During Chinese Foreign Minister Wang Yi’s meeting with a Taliban delegation in the northern Chinese port city of Tianjin last month, he said he hoped Afghanistan could adopt a moderate Islamist policy.
China has cited religious extremism as a destabilizing force in its western Xinjiang region and has long worried that Taliban-controlled territory would be used to harbour separatist forces.
China eyes Afghan rare-earth mines
China appears to be eyeing to clinch lucrative projects to exploit mineral-rich Afghanistan, especially the trillions of dollars’ worth of rare-earth metals, as it calibrated its policy to recognise the Taliban government.
Rare-earth metals in Afghanistan were estimated to be worth anywhere between USD one trillion to USD three trillion in 2020, a CNBC report this week quoted Ahmad Shah Katawazai, a former diplomat at the Afghan Embassy in Washington.
Rare-earth metals are a key component for a host of advanced technologies like IPhones and hi-tech missile guidance systems.
On Wednesday, China said it will decide on extending diplomatic recognition to the Taliban in Afghanistan after the formation of the government in the country, which it hoped would be “open, inclusive and broadly representative”.

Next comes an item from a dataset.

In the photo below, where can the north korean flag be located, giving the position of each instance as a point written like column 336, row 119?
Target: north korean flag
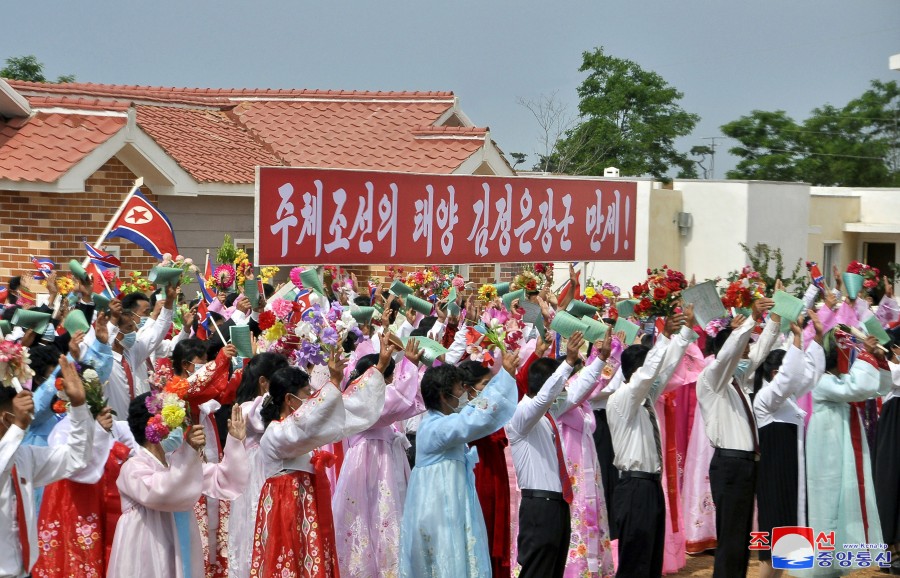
column 145, row 225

The rare-earth metals are used in rechargeable batteries for electric and hybrid cars, advanced ceramics, computers, DVD players, wind turbines, catalysts in cars and oil refineries, monitors, televisions, lighting, lasers, fibre optics, superconductors and glass polishing.
According to a report by the Centre for Strategic and International Studies (CSIS), China provides more than 85 per cent of the world’s rare earths and it is home to about two-thirds of the global supply of rare metals and minerals like antimony and barite. At the height of the trade war with the US in 2019, China threatened to regulate the metals exports which could cause serious shortages of raw materials for the American high-tech industry.